El señor Herbert levantó el puño. El tren emergió del túnel en un blanco torbellino de vapor, destruyendo el reflejo de las imágenes, pero, casi inmediatamente, se sumergió en otro túnel.

—Yo fui a la policía —dijo el señor Herbert, abriendo el puño salvajemente—. El Inspector Parks es viejo amigo mío y…

—Prosigue, por favor, papá.

—¡Maldición! ¿Cómo se puede hablar de un asunto semejante? Vacilé y vacilé y, finalmente, pregunté directamente a Parks si había oído rumores de que Bewlay estaba en Aldebridge.

—¿Y?

—Parks sonrió en una forma peculiar y dijo: «No se preocupe por eso, señor; nosotros no nos preocupamos». Y después de esto me hizo salir. Y fue entonces que todos empezaron a reír.

—¿Reír? ¿Quiénes reían?

—Primero el Inspector, después el sargento y después el agente —prosiguió la voz de Herbert—. Las ventanas de la comisaría estaban totalmente abiertas, y pude oírlos claramente. Se pusieron de pie y se rieron como locos, mientras yo salía por el corredor.

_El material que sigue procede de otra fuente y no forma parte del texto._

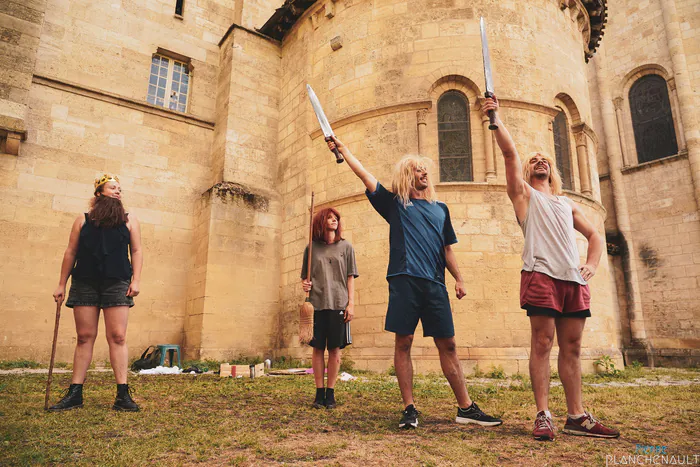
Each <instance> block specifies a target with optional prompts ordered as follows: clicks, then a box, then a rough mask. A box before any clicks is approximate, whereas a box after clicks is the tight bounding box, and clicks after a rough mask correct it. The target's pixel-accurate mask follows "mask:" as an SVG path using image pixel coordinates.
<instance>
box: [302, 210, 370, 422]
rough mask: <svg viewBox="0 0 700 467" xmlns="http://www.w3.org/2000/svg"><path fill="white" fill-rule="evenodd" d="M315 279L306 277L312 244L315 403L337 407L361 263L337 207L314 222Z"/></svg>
mask: <svg viewBox="0 0 700 467" xmlns="http://www.w3.org/2000/svg"><path fill="white" fill-rule="evenodd" d="M312 231H313V234H312V239H313V247H312V249H311V280H306V272H307V268H308V248H309V247H308V246H307V247H306V249H305V250H304V262H303V264H302V267H301V284H302V289H303V290H304V292H309V291H310V292H311V294H310V299H311V304H312V305H313V306H314V336H313V339H311V342H309V345H310V346H311V347H313V356H312V360H311V362H312V366H313V369H314V380H315V382H316V398H315V399H314V403H313V407H314V408H316V409H320V408H322V407H326V408H327V409H333V408H335V406H336V402H335V381H336V379H337V377H338V371H339V370H340V349H342V348H344V347H345V346H347V345H349V344H351V343H352V337H351V335H350V321H352V318H353V317H354V315H355V312H354V298H353V295H354V290H355V284H354V281H355V278H356V277H357V276H358V274H357V265H356V264H355V250H354V249H353V248H352V245H351V244H350V242H348V241H347V240H345V239H344V238H343V229H342V224H341V222H340V213H339V212H338V211H337V210H336V209H334V208H326V209H322V210H321V211H319V212H318V213H317V214H316V215H315V216H314V218H313V222H312ZM326 349H328V384H327V386H324V384H323V383H324V381H323V380H324V373H325V371H326V366H325V351H326Z"/></svg>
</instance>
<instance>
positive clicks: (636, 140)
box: [629, 75, 678, 163]
mask: <svg viewBox="0 0 700 467" xmlns="http://www.w3.org/2000/svg"><path fill="white" fill-rule="evenodd" d="M629 100H630V112H631V113H632V127H633V128H634V141H635V143H636V144H637V159H638V160H639V163H642V162H649V161H653V160H656V159H661V158H663V157H668V156H672V155H674V154H678V143H677V142H676V130H675V128H674V126H673V115H672V114H671V103H670V101H669V99H668V87H667V85H666V80H664V79H663V78H662V77H661V76H659V75H646V76H643V77H641V78H639V80H638V81H637V82H636V83H634V84H633V85H632V88H630V93H629Z"/></svg>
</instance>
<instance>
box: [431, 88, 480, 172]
mask: <svg viewBox="0 0 700 467" xmlns="http://www.w3.org/2000/svg"><path fill="white" fill-rule="evenodd" d="M438 143H439V148H440V181H441V182H464V181H467V182H471V181H472V180H474V176H473V174H472V141H471V135H470V131H469V102H468V101H467V99H466V98H465V97H464V95H463V94H462V93H460V92H458V91H447V92H446V93H445V94H443V95H442V96H440V99H439V100H438Z"/></svg>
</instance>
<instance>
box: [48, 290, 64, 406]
mask: <svg viewBox="0 0 700 467" xmlns="http://www.w3.org/2000/svg"><path fill="white" fill-rule="evenodd" d="M62 303H63V300H60V301H57V302H56V324H54V327H53V345H52V346H51V362H50V363H49V379H48V380H46V397H45V398H44V410H49V393H50V392H51V379H52V377H53V359H54V357H55V356H56V340H57V339H58V322H59V321H60V319H61V304H62Z"/></svg>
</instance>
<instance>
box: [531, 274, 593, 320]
mask: <svg viewBox="0 0 700 467" xmlns="http://www.w3.org/2000/svg"><path fill="white" fill-rule="evenodd" d="M520 308H523V309H525V310H528V312H529V311H530V310H529V309H530V308H540V309H541V308H546V309H550V310H555V311H557V312H559V313H561V314H564V313H576V312H582V311H588V312H589V313H587V315H588V316H590V308H591V291H590V290H589V288H588V285H581V284H579V283H578V282H573V281H562V280H559V279H553V278H551V277H549V276H548V275H547V274H542V273H541V272H534V271H533V272H529V271H522V272H521V275H520Z"/></svg>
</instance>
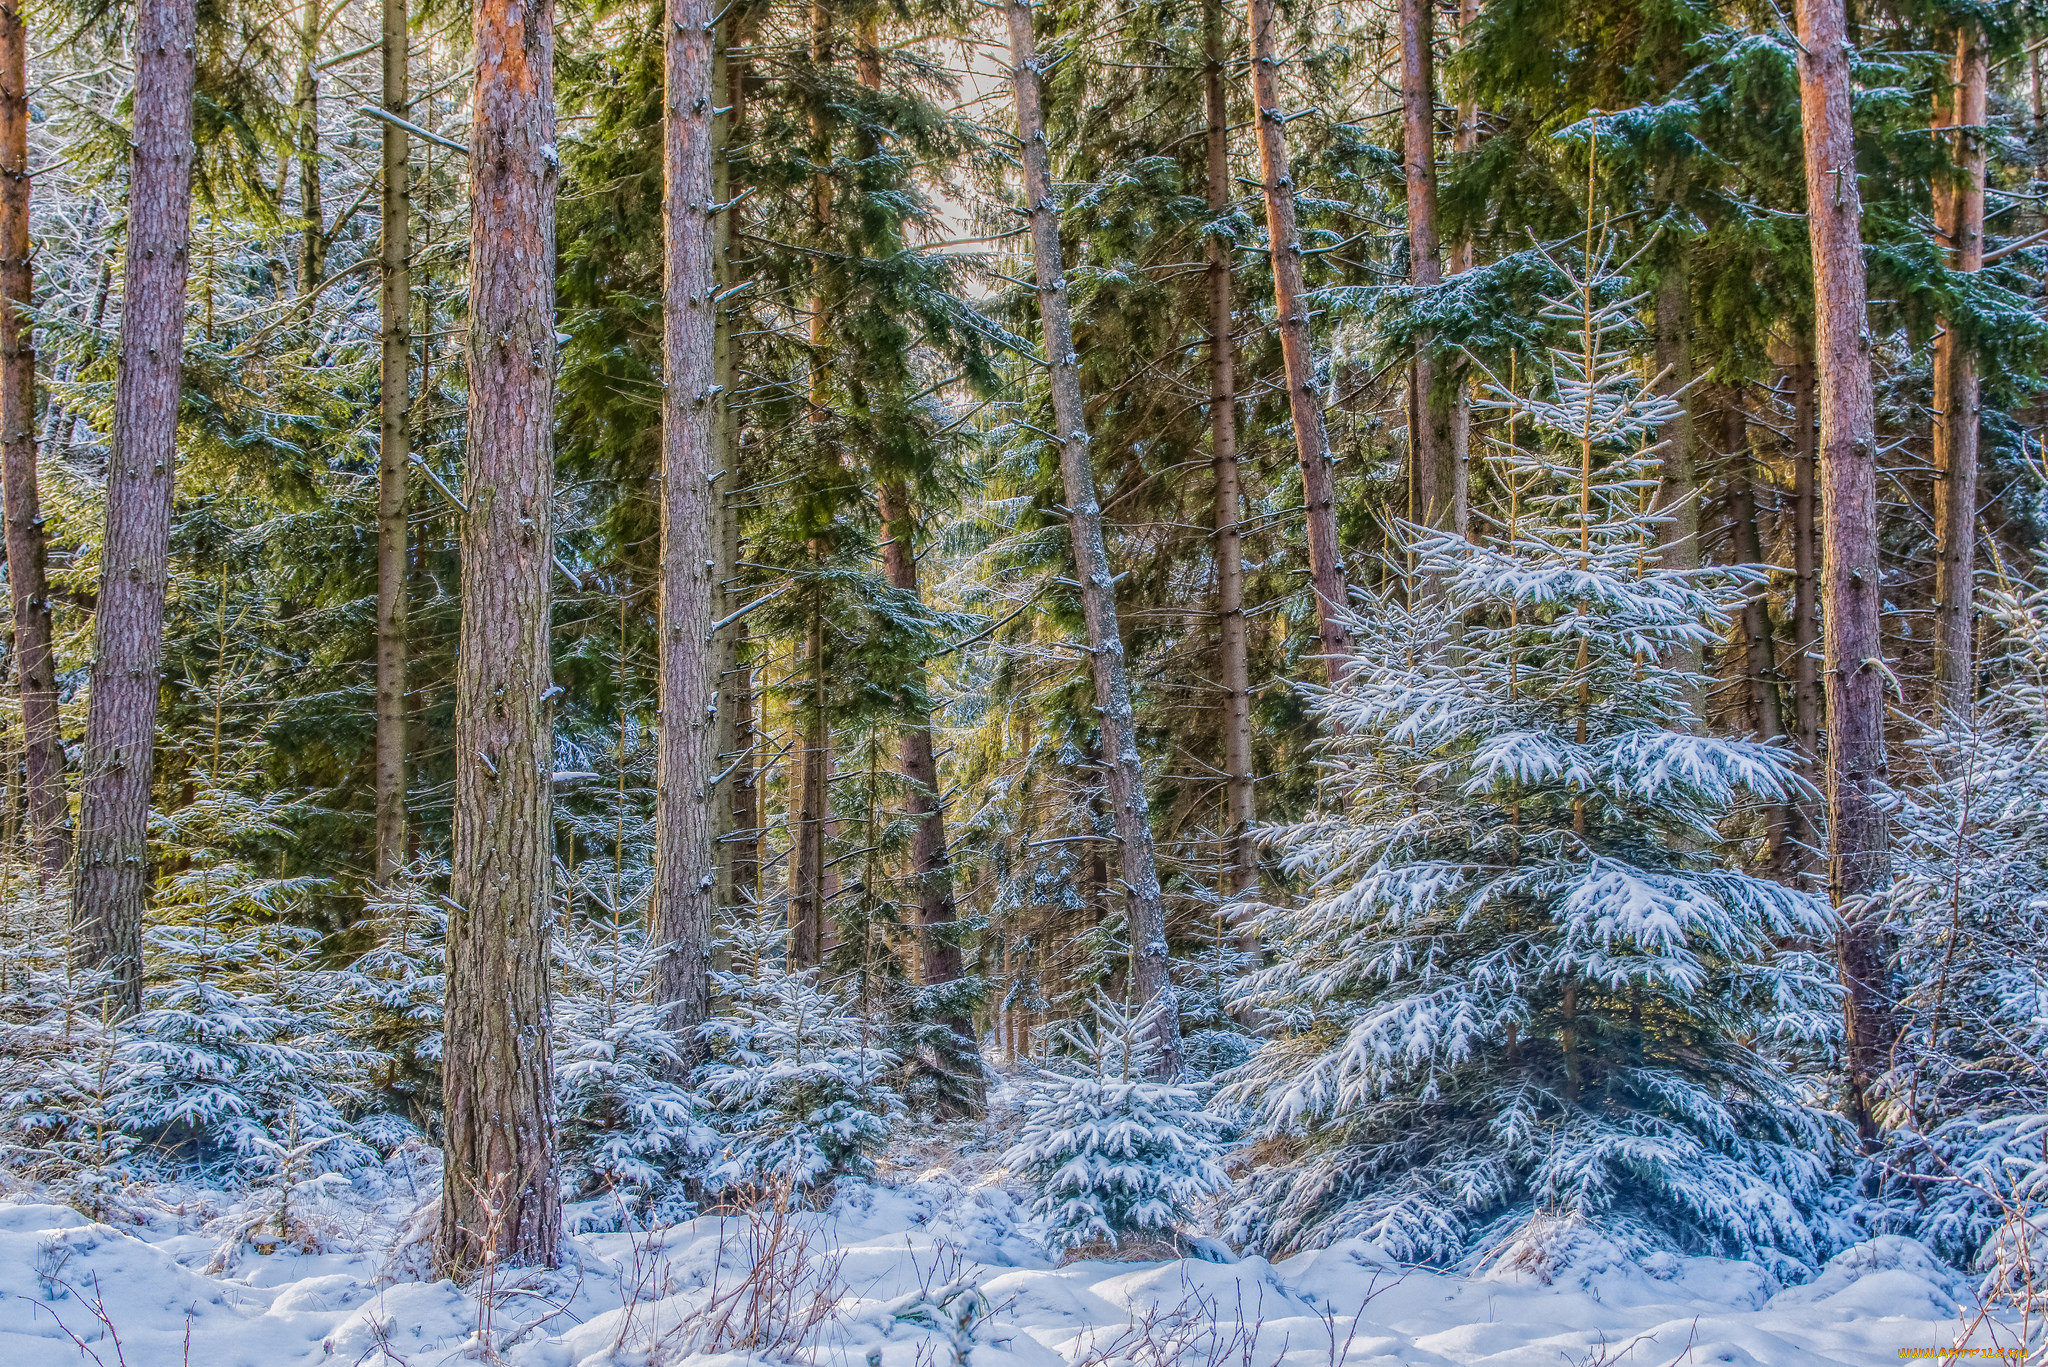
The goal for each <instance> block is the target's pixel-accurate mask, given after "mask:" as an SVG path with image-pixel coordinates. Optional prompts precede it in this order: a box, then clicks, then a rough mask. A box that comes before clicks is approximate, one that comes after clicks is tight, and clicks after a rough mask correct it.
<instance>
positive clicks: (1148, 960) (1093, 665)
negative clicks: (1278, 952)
mask: <svg viewBox="0 0 2048 1367" xmlns="http://www.w3.org/2000/svg"><path fill="white" fill-rule="evenodd" d="M1006 12H1008V16H1010V61H1012V80H1014V82H1016V107H1018V143H1020V154H1022V162H1024V203H1026V211H1028V215H1030V244H1032V262H1034V273H1036V283H1038V320H1040V326H1042V330H1044V357H1047V365H1049V371H1051V391H1053V424H1055V430H1057V432H1059V473H1061V486H1063V488H1065V496H1067V533H1069V537H1071V543H1073V570H1075V580H1077V582H1079V590H1081V615H1083V619H1085V621H1087V658H1090V666H1092V676H1094V685H1096V713H1098V717H1100V721H1102V771H1104V779H1106V781H1108V801H1110V820H1112V826H1114V830H1116V842H1118V861H1120V873H1122V881H1124V916H1126V926H1128V933H1130V980H1133V982H1130V988H1133V994H1135V998H1137V1000H1139V1002H1151V1004H1157V1006H1159V1014H1157V1017H1155V1021H1157V1035H1155V1039H1157V1045H1159V1051H1157V1058H1159V1072H1161V1074H1163V1076H1171V1074H1174V1072H1178V1068H1180V1006H1178V1004H1176V1000H1174V984H1171V982H1169V978H1167V941H1165V900H1163V898H1161V894H1159V871H1157V865H1155V861H1153V836H1151V810H1149V803H1147V799H1145V771H1143V767H1141V762H1139V742H1137V715H1135V711H1133V707H1130V676H1128V670H1126V666H1124V639H1122V629H1120V627H1118V621H1116V576H1114V574H1112V570H1110V555H1108V549H1106V545H1104V541H1102V504H1100V502H1098V498H1096V471H1094V465H1092V461H1090V455H1087V412H1085V408H1083V406H1081V371H1079V357H1077V355H1075V350H1073V318H1071V314H1069V305H1067V271H1065V266H1063V262H1061V254H1059V211H1057V209H1059V207H1057V205H1055V203H1053V170H1051V158H1049V154H1047V146H1044V107H1042V102H1040V100H1042V94H1040V70H1038V45H1036V35H1034V33H1032V10H1030V4H1028V0H1008V6H1006ZM1288 209H1290V211H1292V201H1290V203H1288ZM1276 242H1278V238H1276ZM1294 260H1296V268H1298V256H1296V258H1294ZM1303 340H1307V338H1303ZM1309 398H1311V404H1313V393H1311V396H1309ZM1315 414H1317V432H1321V410H1319V408H1317V410H1315ZM1298 416H1300V410H1298V408H1296V418H1298ZM1323 473H1325V478H1327V473H1329V461H1327V457H1325V459H1323ZM1311 525H1313V519H1311ZM1331 549H1335V547H1333V545H1331ZM1339 592H1341V582H1339ZM1337 603H1341V598H1337ZM1323 644H1325V650H1327V648H1329V639H1327V637H1325V641H1323Z"/></svg>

La cara de Dafne estaba radiante. Una muchacha triunfante y saludable parecía emerger de una pesadilla.

—Pero, papá, ¿por qué no me dijiste esto antes? ¿No comprendes que eso cambia todo?

—¿Por qué cambia todo?

—Porque pone fin a esos asquerosos chismes. La policía debe saber, ¿verdad?

El castigado señor Herbert vaciló y asintió.

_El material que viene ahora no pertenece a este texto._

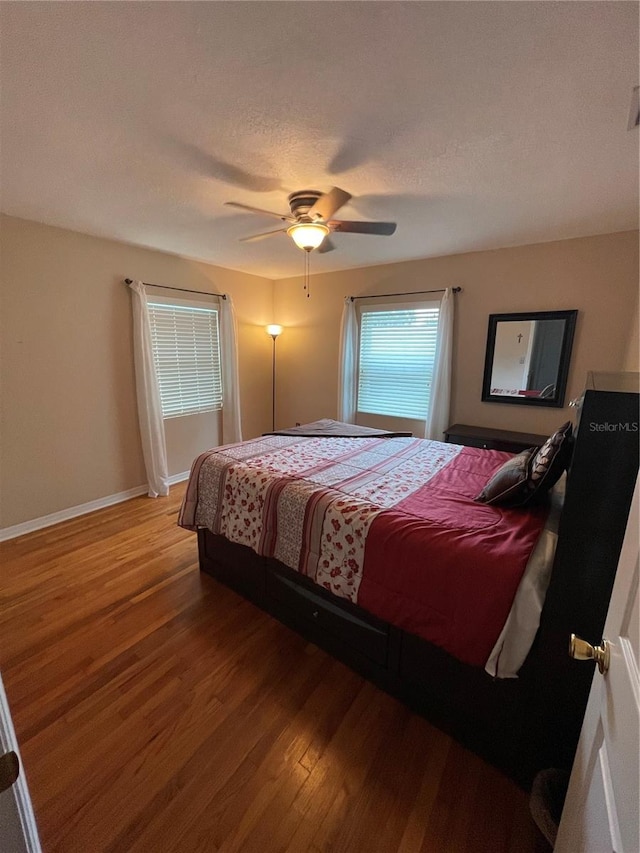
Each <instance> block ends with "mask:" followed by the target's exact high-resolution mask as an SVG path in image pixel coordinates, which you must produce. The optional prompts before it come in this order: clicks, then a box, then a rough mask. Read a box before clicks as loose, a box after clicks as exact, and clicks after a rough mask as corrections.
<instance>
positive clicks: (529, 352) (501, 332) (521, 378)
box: [482, 311, 578, 408]
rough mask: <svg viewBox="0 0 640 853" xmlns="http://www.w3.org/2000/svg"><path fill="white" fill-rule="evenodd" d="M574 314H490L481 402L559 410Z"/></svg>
mask: <svg viewBox="0 0 640 853" xmlns="http://www.w3.org/2000/svg"><path fill="white" fill-rule="evenodd" d="M577 315H578V312H577V311H531V312H529V313H526V314H490V315H489V331H488V334H487V354H486V358H485V363H484V381H483V383H482V399H483V400H484V402H486V403H515V404H517V405H520V406H523V405H524V406H556V407H557V408H560V407H561V406H563V405H564V395H565V389H566V385H567V375H568V373H569V360H570V358H571V345H572V343H573V333H574V330H575V325H576V317H577Z"/></svg>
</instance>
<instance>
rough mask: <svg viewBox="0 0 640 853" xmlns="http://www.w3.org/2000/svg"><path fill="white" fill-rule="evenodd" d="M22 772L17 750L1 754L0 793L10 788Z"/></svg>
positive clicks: (0, 771)
mask: <svg viewBox="0 0 640 853" xmlns="http://www.w3.org/2000/svg"><path fill="white" fill-rule="evenodd" d="M19 773H20V762H19V761H18V756H17V755H16V754H15V752H13V751H11V752H5V753H4V755H0V793H2V791H6V790H7V788H10V787H11V786H12V785H13V783H14V782H15V781H16V779H17V778H18V775H19Z"/></svg>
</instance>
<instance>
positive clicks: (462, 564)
mask: <svg viewBox="0 0 640 853" xmlns="http://www.w3.org/2000/svg"><path fill="white" fill-rule="evenodd" d="M508 456H509V454H506V453H501V452H498V451H487V450H476V449H474V448H462V447H459V446H457V445H451V444H442V443H440V442H431V441H426V440H424V439H414V438H395V439H380V438H376V439H364V438H297V437H288V436H286V437H285V436H273V437H269V438H262V439H256V440H254V441H249V442H243V443H242V444H238V445H230V446H227V447H220V448H216V449H214V450H211V451H207V453H204V454H202V455H201V456H200V457H198V459H197V460H196V461H195V462H194V465H193V468H192V472H191V478H190V481H189V486H188V488H187V493H186V495H185V500H184V503H183V507H182V510H181V513H180V518H179V524H181V525H182V526H183V527H186V528H188V529H196V528H198V527H208V528H209V529H210V530H212V531H213V532H214V533H219V534H222V535H224V536H226V537H227V538H228V539H230V540H231V541H234V542H239V543H241V544H245V545H248V546H249V547H251V548H253V549H254V550H255V551H256V552H257V553H259V554H262V555H264V556H269V557H275V558H276V559H278V560H280V561H281V562H283V563H285V565H288V566H289V567H290V568H292V569H296V570H297V571H300V572H302V573H304V574H306V575H308V576H309V577H311V578H312V579H313V580H315V581H316V582H317V583H319V584H321V585H322V586H324V587H325V588H327V589H329V590H330V591H331V592H333V593H334V594H336V595H339V596H342V597H346V598H349V599H350V600H351V601H353V602H355V603H357V604H358V605H360V606H361V607H363V608H364V609H366V610H368V611H369V612H370V613H373V614H374V615H376V616H379V617H380V618H382V619H385V620H386V621H388V622H391V623H392V624H394V625H397V626H398V627H401V628H404V629H406V630H408V631H411V632H412V633H414V634H416V635H418V636H420V637H423V638H424V639H426V640H429V641H430V642H432V643H434V644H435V645H438V646H440V647H441V648H443V649H446V650H447V651H448V652H450V653H451V654H452V655H454V656H455V657H457V658H459V659H460V660H462V661H464V662H466V663H469V664H472V665H477V666H484V664H485V663H486V661H487V659H488V657H489V655H490V653H491V651H492V649H493V647H494V645H495V643H496V640H497V638H498V636H499V634H500V632H501V630H502V627H503V625H504V623H505V620H506V618H507V616H508V614H509V610H510V608H511V604H512V602H513V599H514V596H515V593H516V589H517V587H518V584H519V582H520V579H521V577H522V574H523V572H524V570H525V567H526V565H527V561H528V559H529V555H530V553H531V551H532V549H533V547H534V545H535V543H536V541H537V539H538V537H539V535H540V532H541V530H542V528H543V525H544V521H545V517H546V509H545V508H542V507H539V508H535V509H531V510H522V509H504V508H500V507H491V506H486V505H485V504H480V503H476V502H475V501H474V500H473V498H474V497H475V496H476V495H477V494H478V493H479V492H480V491H481V489H482V487H483V485H484V484H485V482H486V480H487V479H488V477H489V476H490V475H491V474H492V473H493V471H495V469H496V468H498V467H499V465H501V464H502V462H504V461H505V459H507V458H508Z"/></svg>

—Sí. Ellos deberían saber. Eso me chocó. De todos modos…

—Lo siento, papá, pero estoy enamorada de él.

—Vamos, querida. No quiero cometer una injusticia. Tu madre y yo sólo deseamos tu felicidad. Pero creo que ese hombre es malo y, de un modo u otro, lo probaré.

Otra vez la voz de Dafne se agudizó.

—Si no tienes cuidado —dijo—, huiré con él mañana. ¡Sí, lo haré! Él me ha pedido que lo haga.

El señor Herbert se puso de pie de un salto.

—¿Ese individuo te ha pedido que le fugues y te cases con él?

—¡Sí!

—¡Vámonos de aquí! —murmuró Beryl sin volver la cara—. ¡Pronto! ¡Rápido! ¡Por favor!

Dennis asintió. El constante ruido del tren en sus oídos, las luces jugando sobre los maderámenes y la gris tapicería, la claustrofobia que producía el túnel, empezaban a pesar sobre ellos como las desagradables posibilidades que preveían.

Respirando polvo de ceniza, caminaron por el pasillo. Beryl abrió la puerta de otro compartimiento, y ya había dado un paso dentro, antes de darse cuenta de que no estaba vacío.

Un hombre grueso, de aspecto tranquilo, completamente calvo, salvo unos mechones de cabello castaño que atravesaban su cabeza, se sentaba en el asiento de afuera, volviendo las páginas de un libro muy usado. Unos pequeños ojos inquisidores se volvieron hacia ellos cuando Beryl abrió la puerta, y el hombre sonrió.

—Perdón —dijo Beryl, que deseaba un lugar donde poder hablar y hablar—. Me equivoqué de compartimiento.

—No es nada —dijo el otro cortésmente.

Sonrió de nuevo, dirigió otra mirada de reojo y se puso a leer su libro, tan placenteramente como un gato junto al fuego. Dennis, con una irracional sorpresa, había visto el título del libro cuando el desconocido lo cerró momentáneamente. Era imposible no ver el título. Estaba escrito en grandes letras negras sobre la cubierta gris y sucia de polvo. Era tan nítido como el silbato de la locomotora en el túnel.

El título decía: El arte de escribir dramas.